De manière générale, des références à la bataille de Kanzhal se retrouvent chez de nombreux auteurs: Abri de la Motre dans l'ouvrage "Le voyage de M. A. de la Motre vers l'Europe, l'Asie et l'Afrique", Xaverio Glavani dans l'ouvrage "Description de Circassia", Seyid Muhammad Riza (historien turc et écrivain du XVIIIe siècle), Mihailo Rakovita (souverain de la Moldavie) et d'autres.
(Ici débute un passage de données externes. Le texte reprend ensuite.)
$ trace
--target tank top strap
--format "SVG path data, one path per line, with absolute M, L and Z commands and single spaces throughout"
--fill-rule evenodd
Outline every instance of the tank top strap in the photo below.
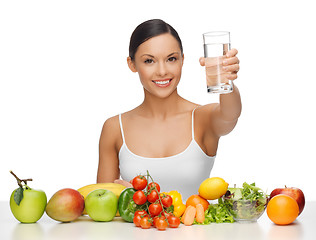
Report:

Si nous résumons les informations de base, l'image apparaît comme suit. Comme l'a souligné Shora Nogmov, la bataille de Kanzhal s'est déroulée en deux endroits, pour ainsi dire, en deux étapes. Au début, soit par ruse diplomatique, soit par manœuvre trompeuse, une partie de l'armée du khan fut attirée dans une gorge propice à une embuscade, où des archers kabardes tuèrent les envahisseurs. Le plus souvent, on suppose que le lieu de l'embuscade était maintenant la gorge touristique et extrêmement pittoresque de Tyzyl, dans laquelle, selon les superstitions, vivent les djinns.
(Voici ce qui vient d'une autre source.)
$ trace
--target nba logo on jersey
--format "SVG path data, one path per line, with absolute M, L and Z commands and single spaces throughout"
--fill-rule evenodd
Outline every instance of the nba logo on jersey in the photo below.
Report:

La dernière étape de la bataille a eu lieu précisément dans la zone du plateau de Kanzhal dans le camp du khan. Comme les sorties nocturnes des alpinistes n'étaient pas inhabituelles, c'est la nuit que les Kabardes ont encerclé l'ennemi et, laissant le coq rouge à travers les chevaux, ont vaincu les principales forces de Kaplan Girey. Et le fait que les combats aient duré jusqu'à deux mois est tout à fait compréhensible. Premièrement, manœuvrer en terrain montagneux avec de petites escarmouches avec de petits groupes de troupes pouvait prendre des semaines. Deuxièmement, comme vous le savez, le khan a survécu, bien qu'il ait été blessé au bras, et se soit retiré avec les soldats survivants à travers un territoire hostile, et la passion de poursuivre l'ennemi en retraite, infligeant des frappes rapides à cheval, est généralement caractéristique des montagnards.
Aussi étrange que cela puisse paraître, la bataille sanglante qui s'est déroulée près du plateau perdu dans les montagnes du Caucase affectera la politique internationale des États les plus puissants de son époque. En plus du khanat de Crimée blessé, qui a reçu un coup sévère à sa réputation, la bataille de Kanzhal réduira le degré d'influence du puissant empire ottoman et deviendra involontairement une aide à Pierre le Grand lui-même. La chose la plus surprenante est que même maintenant, le différend sur la bataille de Kanzhal peut avoir des conséquences politiques négatives ou, pire encore, une confrontation paramilitaire, car le point de vue sur cet événement historique marquant dans le Caucase est plus qu'ambigu.